Ma nel suo «Capodanno in musica» avremo la possibilità di ammirare un altro magnifico teatro.
«Il Teatro Piccinni, sì, dove allestiremo il backstage. Lo vedremo in anteprima dopo un lungo periodo di restauri».

Parliamo degli artisti sul palco.
«Il grande sforzo della rete e delle radio, perché anche quest’anno andiamo in onda a radio unificate (Radio 105, R101, Radio Monte Carlo, Radio Subasio e Radionorba, ndr), è quello di dare alla serata sapori diversi, perché a Capodanno davanti alla tv si riunisce tutta la famiglia. E i 15 artisti sul palco soddisfano i gusti di tutte le generazioni, dai nonni ai nipotini».

Chi ci sarà?
«Per chi è cresciuto con le canzoni dei Pooh, per esempio, ci saranno Riccardo Fogli e Roby Facchinetti. Ma avremo anche cantautori del calibro di Ron e Luca Carboni. E per la gioia dei ragazzi vedremo Benji & Fede, Elettra Lamborghini e tanti altri. La parola d’ordine sarà divertimento».

Come si sta preparando alla notte più lunga dell’anno, lei che è la signora del mattino di Canale 5?
«Anziché dire buongiorno, avrò il piacere e l’onore di accompagnare gli italiani allo scoccare della mezzanotte. Per me è una fonte di orgoglio e mi fa sentire “una di famiglia”. Mi sto impegnando a mettere a punto gli ultimi dettagli della scaletta. La musica è il mio pane, fa parte della mia storia professionale e della mia vita. Così come la diretta, che poi è il bello dello show».

Ha una canzone del cuore che ascolta ogni San Silvestro?
«Direi di no, perché ogni Capodanno è diverso. Da ragazzi si va a ballare, più avanti con l’età è un’occasione per fare bilanci. E la colonna sonora si adegua di conseguenza. A me però piace restare sempre nel solco della tradizione. A mezzanotte, non ce n’è, si mette una musica da trenino (ride): un classicone!».
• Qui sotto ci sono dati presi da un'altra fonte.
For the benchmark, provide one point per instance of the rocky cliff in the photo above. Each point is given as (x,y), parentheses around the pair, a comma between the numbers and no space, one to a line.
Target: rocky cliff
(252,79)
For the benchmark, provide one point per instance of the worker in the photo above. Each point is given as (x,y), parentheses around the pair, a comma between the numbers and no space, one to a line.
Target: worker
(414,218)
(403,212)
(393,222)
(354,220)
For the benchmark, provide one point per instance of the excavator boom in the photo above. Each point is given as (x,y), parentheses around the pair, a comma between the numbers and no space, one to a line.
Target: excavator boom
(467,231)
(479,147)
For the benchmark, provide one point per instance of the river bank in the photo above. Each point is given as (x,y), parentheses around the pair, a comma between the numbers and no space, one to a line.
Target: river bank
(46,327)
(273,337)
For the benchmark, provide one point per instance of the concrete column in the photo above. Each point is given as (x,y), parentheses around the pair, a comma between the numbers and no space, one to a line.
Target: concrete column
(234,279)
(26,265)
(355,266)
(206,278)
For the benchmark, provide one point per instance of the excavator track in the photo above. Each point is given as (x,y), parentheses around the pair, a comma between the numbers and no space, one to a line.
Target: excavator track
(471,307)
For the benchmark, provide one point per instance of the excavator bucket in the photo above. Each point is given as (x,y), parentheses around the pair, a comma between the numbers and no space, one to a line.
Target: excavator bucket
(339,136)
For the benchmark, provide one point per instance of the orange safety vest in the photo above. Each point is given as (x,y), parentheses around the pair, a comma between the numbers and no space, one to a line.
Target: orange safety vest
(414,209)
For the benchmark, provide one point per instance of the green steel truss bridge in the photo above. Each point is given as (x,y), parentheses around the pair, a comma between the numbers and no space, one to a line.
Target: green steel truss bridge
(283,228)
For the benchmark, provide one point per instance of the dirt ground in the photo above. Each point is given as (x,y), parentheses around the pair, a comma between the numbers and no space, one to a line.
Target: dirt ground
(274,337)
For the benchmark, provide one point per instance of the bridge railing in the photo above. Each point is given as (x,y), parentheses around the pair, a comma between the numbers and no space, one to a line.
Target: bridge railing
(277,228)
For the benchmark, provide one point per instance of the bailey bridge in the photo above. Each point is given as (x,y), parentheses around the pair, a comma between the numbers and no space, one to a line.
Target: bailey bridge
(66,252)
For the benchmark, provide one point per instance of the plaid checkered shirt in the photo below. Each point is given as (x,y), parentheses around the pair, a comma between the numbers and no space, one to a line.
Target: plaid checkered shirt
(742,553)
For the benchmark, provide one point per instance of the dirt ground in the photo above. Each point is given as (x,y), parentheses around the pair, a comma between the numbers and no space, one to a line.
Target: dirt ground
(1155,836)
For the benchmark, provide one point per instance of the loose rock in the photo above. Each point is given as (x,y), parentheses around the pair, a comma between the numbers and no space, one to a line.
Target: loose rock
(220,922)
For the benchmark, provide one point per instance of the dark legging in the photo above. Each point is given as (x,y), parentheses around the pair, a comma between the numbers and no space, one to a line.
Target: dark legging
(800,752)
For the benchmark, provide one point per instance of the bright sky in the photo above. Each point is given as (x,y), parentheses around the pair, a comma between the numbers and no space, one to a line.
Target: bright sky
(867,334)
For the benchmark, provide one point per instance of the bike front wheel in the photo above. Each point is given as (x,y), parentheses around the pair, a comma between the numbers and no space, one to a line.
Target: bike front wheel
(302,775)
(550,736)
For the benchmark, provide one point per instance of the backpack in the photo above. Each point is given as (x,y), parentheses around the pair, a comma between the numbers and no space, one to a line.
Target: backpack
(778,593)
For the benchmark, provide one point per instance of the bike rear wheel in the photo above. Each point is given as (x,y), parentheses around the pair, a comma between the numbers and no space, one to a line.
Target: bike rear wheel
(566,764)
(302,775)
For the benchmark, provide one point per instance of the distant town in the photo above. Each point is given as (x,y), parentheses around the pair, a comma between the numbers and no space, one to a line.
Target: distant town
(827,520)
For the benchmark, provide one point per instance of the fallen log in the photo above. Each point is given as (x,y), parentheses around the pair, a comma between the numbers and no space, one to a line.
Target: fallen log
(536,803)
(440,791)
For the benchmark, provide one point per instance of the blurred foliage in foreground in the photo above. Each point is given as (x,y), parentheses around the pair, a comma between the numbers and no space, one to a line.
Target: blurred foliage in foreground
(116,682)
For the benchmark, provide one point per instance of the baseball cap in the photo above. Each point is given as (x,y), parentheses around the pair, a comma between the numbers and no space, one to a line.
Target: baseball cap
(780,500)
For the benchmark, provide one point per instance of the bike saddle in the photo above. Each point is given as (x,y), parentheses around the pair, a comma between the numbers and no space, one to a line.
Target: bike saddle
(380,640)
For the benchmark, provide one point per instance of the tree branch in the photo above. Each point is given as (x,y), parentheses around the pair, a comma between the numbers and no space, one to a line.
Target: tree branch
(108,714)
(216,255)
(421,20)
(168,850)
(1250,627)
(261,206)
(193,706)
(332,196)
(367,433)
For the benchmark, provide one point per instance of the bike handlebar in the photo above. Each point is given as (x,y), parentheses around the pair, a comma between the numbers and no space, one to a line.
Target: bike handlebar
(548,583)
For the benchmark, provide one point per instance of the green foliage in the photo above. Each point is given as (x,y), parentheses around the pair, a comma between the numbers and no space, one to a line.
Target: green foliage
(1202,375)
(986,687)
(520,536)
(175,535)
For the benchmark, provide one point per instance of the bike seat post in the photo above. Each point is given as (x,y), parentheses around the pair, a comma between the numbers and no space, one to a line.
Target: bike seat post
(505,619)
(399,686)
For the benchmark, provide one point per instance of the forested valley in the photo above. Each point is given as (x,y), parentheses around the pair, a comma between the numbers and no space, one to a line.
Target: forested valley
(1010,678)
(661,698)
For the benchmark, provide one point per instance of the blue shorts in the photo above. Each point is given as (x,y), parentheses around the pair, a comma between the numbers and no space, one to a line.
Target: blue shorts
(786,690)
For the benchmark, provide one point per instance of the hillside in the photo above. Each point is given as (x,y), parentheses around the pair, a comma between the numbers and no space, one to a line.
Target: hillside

Quindi immagino che rispetterà tutti i riti della tradizione.
«Qualcosina sì, altri riti nel corso degli anni li ho un po’ lasciati andare».

Mangerà lenticchie o 12 chicchi d’uva come si fa in Spagna?
«Quest’usanza spagnola non la conoscevo. Quanto alle lenticchie, sarà dura: l’anno scorso ho finito alle due di notte... Ma, come vuole la tradizione, metterò senz’altro un indumento rosso, nuovo».

La vedremo con un look scintillante, vestita di paillettes?
«No, perché le ho messe il 31 dicembre scorso. Ma la sorpresa resta: quest’anno farò quattro cambi d’abito».

Porterà i suoi figli con sé?
«Certo! Non vedono l’ora. Sofia, che va per i 14 anni, ha già svuotato la memoria del cellulare per farsi i selfie con i cantanti. E anche Mattia, che ne sta per compiere 12, vuole assolutamente incontrare i suoi beniamini: Fabio Rovazzi, Guè Pequeno...».

Che cosa si augura per sé e la sua famiglia nell’anno che verrà?
«Sembrerà banale, ma io vorrei che tutto restasse così com’è adesso: la famiglia, la salute, gli affetti, il lavoro».

Un sogno che le piacerebbe realizzare nei prossimi 12 mesi?
«I desideri non si dicono ad alta voce, altrimenti non si avverano» (ride).

Ha già appeso il calendario del 2019 in cucina?
«Veramente no, perché non uso calendari. Mentre i miei figli ne hanno appeso uno per gli impegni scolastici nella loro cameretta, io preferisco la mia agenda personale».

E qual è la prima data importante che ha segnato?
«Il 7 gennaio. Sono una donna molto concreta: è il lunedì in cui riparte “Mattino Cinque”».